Je dis à Wanda que, bien que cela fasse longtemps que je ne fais plus le procès de ma mère, vu son âge et la nécessité vitale d’une réconciliation lorsque la mort viendra, ce n’est pas si sûr que ma rumeur intérieure ne continue pas le procès. Une mère malveillante, qui rabaisse les autres pour se mettre en valeur, n’a pas la moindre idée qu’on peut être deux ensemble à avoir de la valeur, etc. Évidemment, maintenant, le procès s’adresse à une image intériorisée, pas à la petite vieille dame.

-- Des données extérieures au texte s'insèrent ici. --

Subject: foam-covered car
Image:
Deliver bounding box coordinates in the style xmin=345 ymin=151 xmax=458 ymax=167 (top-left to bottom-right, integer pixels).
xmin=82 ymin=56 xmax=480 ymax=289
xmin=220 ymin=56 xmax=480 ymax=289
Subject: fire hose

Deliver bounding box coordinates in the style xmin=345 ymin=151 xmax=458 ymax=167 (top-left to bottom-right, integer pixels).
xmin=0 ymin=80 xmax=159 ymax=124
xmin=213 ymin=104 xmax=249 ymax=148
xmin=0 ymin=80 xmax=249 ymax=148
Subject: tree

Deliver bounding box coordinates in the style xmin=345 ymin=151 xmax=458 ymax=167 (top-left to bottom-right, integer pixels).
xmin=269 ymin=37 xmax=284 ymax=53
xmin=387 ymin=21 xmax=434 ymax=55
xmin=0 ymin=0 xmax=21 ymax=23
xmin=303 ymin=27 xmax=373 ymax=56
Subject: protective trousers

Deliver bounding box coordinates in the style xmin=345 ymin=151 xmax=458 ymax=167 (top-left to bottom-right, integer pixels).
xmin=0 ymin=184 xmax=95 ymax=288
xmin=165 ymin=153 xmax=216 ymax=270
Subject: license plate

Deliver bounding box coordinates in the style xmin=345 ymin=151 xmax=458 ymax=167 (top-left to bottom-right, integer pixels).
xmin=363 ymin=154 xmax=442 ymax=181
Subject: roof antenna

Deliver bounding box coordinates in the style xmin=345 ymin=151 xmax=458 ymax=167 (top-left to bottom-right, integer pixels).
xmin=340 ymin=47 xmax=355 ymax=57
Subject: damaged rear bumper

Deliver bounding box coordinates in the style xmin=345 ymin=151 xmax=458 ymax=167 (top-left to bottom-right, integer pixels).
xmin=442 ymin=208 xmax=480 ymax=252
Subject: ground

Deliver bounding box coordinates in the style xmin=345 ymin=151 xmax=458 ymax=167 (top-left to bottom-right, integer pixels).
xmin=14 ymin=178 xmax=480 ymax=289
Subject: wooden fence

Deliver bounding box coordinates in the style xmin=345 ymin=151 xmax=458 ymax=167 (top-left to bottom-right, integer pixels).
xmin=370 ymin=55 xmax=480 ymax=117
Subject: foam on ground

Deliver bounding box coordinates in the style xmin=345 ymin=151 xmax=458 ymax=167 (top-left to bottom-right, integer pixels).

Je poursuis : « Le racket, est-ce un bon mot ? Drôle de vocabulaire ! Pourtant, on comprend ce que ça veut dire. On se ponctionne soi-même, on ponctionne ses forces vives au profit du caïd accusateur tout-puissant qui clame : j’ai raison, et lui il a tort… Mais je dirais autre chose que racket : plainte, hypocrisie imposture, cinéma ? Imposture, ce n’est pas mal, car c’est le contraire de posture. »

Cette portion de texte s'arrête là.